Assessment of WMH on brain MRI
Diffusion-, T2-, FLAIR, and T2*-weighted sequences (slice thickness: 2 mm) were obtained using 3.0T MRI (GE Signa HDxt). For analyzing WMH, the grades of PVH and DWMH were evaluated by the Fazekas rating scale28. PVH was evaluated on FLAIR-weighted transverse images covering the anterior horn and body of the lateral ventricles. DWMH was evaluated on FLAIR-weighted transverse images covering the semioval center. The initial brain MRI was used as the baseline image. To assess temporal changes in WMH, we evaluated the deterioration of WMH grades using the brain MRI data from 68 patients aged <60 years with SLE who repeatedly underwent brain MRI.
Statistical analysis
Categorical and continuous demographic variables in the SLE and control groups were analyzed via Fisher’s exact test and Wilcoxon rank-sum test, respectively. The ratio of patients with WMH was analyzed via Fisher’s exact test, and the grades of WMH were analyzed via the chi-squared test. The age-adjusted ratios of WMH were conducted by the direct method to the control group, and the data were analyzed using the Cochran-Mantel–Haenszel procedure. We divided the SLE and control groups into three groups based on their age at the initial brain MRI and evaluated the differences between the corresponding sub-groups using Fisher’s exact test to evaluate the occurrence of WMH between different age groups.
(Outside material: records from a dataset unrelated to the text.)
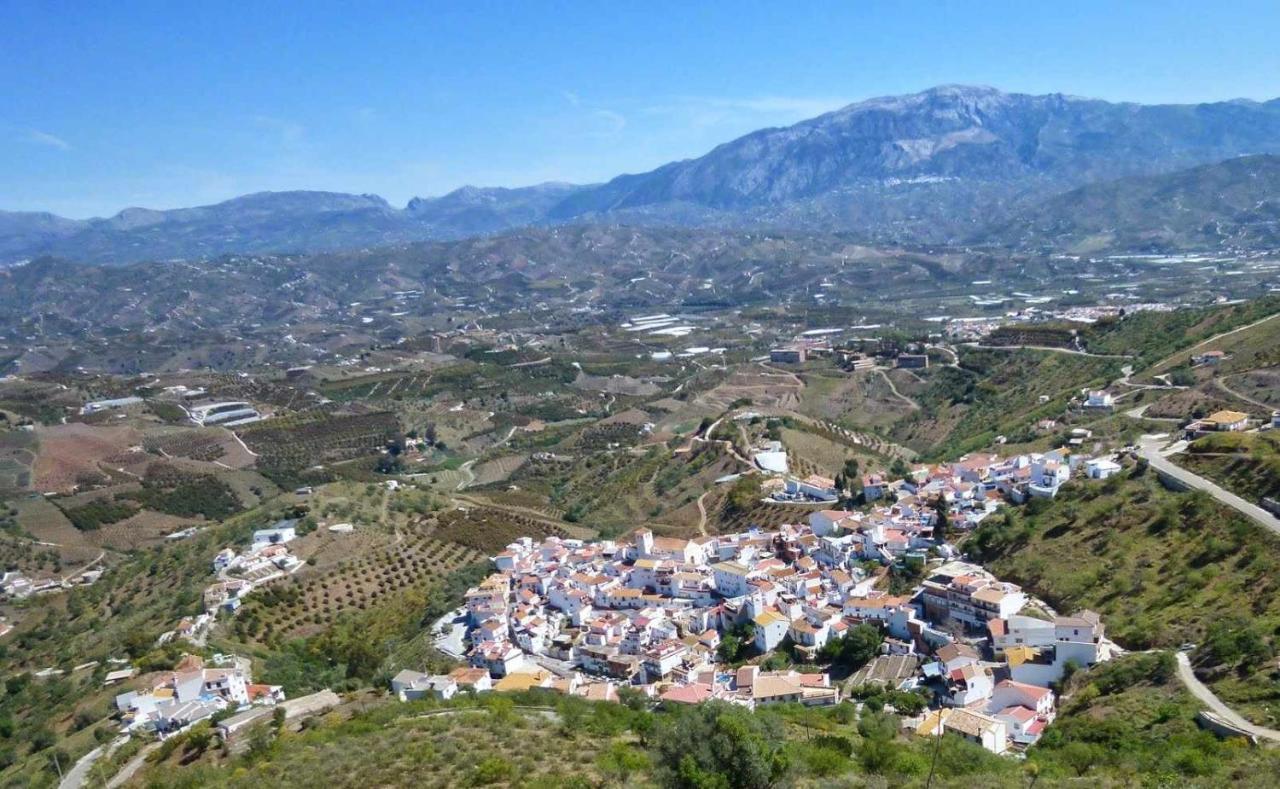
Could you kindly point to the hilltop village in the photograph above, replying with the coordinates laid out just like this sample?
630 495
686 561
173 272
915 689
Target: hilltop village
690 620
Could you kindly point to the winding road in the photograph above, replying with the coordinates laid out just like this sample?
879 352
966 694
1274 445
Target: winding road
1150 447
1201 692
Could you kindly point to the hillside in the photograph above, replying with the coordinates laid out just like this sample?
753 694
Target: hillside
1162 569
931 167
1221 206
1124 717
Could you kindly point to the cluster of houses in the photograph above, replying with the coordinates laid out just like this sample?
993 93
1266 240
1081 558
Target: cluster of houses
191 692
652 612
265 560
17 585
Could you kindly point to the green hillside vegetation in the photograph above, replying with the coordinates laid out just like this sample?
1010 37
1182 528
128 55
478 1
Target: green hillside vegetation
1152 337
1247 464
1161 568
995 393
1123 720
1230 203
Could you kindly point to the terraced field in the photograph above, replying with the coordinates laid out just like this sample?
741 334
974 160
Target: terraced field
291 443
309 602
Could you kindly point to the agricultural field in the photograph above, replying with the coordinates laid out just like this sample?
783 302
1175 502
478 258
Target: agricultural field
208 445
489 529
73 454
1162 569
46 524
1248 464
312 600
17 456
286 446
767 388
860 400
498 469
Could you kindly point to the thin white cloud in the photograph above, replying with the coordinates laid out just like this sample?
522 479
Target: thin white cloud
804 106
48 140
615 122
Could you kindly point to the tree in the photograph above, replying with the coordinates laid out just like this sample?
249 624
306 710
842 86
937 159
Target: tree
720 746
745 493
621 761
859 646
942 519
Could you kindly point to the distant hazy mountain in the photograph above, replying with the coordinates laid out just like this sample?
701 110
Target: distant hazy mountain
472 210
940 159
1233 204
936 167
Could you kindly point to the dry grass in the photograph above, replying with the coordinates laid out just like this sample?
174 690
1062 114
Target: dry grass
72 452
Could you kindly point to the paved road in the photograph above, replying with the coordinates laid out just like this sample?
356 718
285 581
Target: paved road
77 775
1215 703
451 633
1054 349
132 767
1150 448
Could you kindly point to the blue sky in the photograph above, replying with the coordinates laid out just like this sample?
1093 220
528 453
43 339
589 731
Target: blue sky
105 105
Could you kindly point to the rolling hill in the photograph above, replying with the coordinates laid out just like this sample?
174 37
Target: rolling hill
1225 205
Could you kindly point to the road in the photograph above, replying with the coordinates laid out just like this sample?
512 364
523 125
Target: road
1212 340
702 514
132 767
1148 446
1221 384
1072 351
77 775
470 475
1198 689
914 405
452 642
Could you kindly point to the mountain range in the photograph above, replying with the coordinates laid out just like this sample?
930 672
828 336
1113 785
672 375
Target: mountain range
950 164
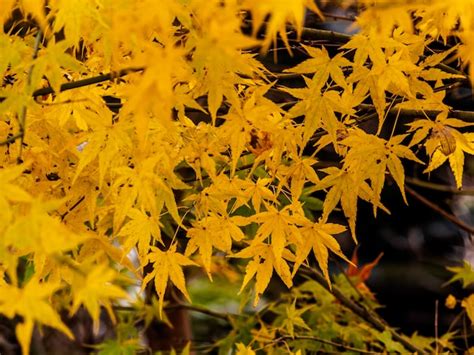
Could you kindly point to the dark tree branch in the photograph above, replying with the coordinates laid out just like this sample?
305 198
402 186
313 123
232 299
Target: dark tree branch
360 310
442 212
86 82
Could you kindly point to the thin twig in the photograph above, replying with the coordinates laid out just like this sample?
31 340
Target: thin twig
339 17
436 327
338 346
439 210
464 115
86 82
438 187
203 310
22 119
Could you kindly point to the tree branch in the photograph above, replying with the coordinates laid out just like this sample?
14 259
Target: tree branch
338 346
86 82
438 187
442 212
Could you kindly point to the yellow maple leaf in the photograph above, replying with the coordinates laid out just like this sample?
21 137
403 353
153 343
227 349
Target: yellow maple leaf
94 289
261 266
167 265
444 142
276 226
214 231
319 238
140 230
344 187
280 13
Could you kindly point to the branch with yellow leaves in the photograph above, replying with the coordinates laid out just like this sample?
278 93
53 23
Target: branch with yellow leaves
360 310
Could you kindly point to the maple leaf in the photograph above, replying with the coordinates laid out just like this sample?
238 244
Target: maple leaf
10 192
464 273
140 230
276 226
291 318
94 289
444 142
214 231
362 273
37 231
319 238
261 266
370 156
323 66
281 13
317 106
344 187
299 172
167 265
32 304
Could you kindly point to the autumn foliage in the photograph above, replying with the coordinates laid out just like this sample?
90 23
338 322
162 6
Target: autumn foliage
144 141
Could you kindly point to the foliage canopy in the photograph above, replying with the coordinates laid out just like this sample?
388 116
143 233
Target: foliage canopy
190 153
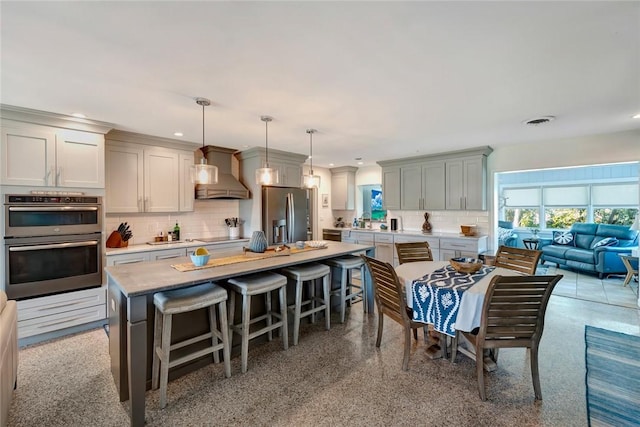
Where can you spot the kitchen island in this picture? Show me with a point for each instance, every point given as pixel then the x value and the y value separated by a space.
pixel 131 288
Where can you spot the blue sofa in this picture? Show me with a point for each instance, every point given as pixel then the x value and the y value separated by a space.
pixel 583 257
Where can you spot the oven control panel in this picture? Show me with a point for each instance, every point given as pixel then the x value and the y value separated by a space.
pixel 51 199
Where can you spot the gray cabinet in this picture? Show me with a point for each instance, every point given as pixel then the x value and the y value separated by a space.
pixel 390 187
pixel 455 180
pixel 466 183
pixel 343 188
pixel 143 177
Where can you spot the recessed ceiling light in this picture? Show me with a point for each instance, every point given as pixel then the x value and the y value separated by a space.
pixel 539 120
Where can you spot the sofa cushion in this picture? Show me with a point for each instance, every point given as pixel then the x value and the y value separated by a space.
pixel 584 241
pixel 607 241
pixel 556 251
pixel 563 238
pixel 625 236
pixel 580 255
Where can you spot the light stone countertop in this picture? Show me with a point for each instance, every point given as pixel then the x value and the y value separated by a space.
pixel 154 276
pixel 173 245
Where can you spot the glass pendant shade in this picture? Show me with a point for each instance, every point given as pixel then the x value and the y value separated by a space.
pixel 266 175
pixel 311 180
pixel 203 173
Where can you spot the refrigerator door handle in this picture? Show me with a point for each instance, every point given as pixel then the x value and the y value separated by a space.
pixel 291 217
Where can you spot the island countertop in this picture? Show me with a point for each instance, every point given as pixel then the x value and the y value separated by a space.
pixel 150 277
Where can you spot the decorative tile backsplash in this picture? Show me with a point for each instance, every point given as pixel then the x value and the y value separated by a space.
pixel 207 220
pixel 441 221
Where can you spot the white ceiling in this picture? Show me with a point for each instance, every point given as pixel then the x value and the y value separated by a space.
pixel 379 80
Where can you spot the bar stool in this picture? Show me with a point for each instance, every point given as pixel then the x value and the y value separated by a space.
pixel 347 264
pixel 308 273
pixel 181 301
pixel 258 284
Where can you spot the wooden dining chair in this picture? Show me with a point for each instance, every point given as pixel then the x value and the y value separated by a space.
pixel 392 302
pixel 413 251
pixel 512 317
pixel 522 260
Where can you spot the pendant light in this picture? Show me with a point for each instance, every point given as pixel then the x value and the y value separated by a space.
pixel 311 180
pixel 266 175
pixel 204 173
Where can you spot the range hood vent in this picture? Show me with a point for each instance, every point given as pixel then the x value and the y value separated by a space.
pixel 228 186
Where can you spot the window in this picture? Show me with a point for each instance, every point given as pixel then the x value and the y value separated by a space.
pixel 561 206
pixel 522 206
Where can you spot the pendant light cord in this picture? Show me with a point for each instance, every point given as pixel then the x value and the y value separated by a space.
pixel 311 132
pixel 266 141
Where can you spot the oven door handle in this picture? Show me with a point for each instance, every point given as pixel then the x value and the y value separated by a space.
pixel 51 208
pixel 53 246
Univariate analysis was conducted to determine the risk factors for WMH in the SLE group using Fisher’s exact test; the results are shown as OR and 95% CI. Subsequently, variables associated with p values of <0.25 in the univariate analysis were included in the multivariate logistic regression model to identify factors associated with WMH. We analyzed the progression of WMH grades using Kaplan–Meier curves with the log-rank test. Values are expressed as the median and IQR; p values of <0.05 were considered indicative of statistical significance. Statistical analysis was conducted using JMP Pro 14 software (SAS Institute Inc., Cary, NC, USA).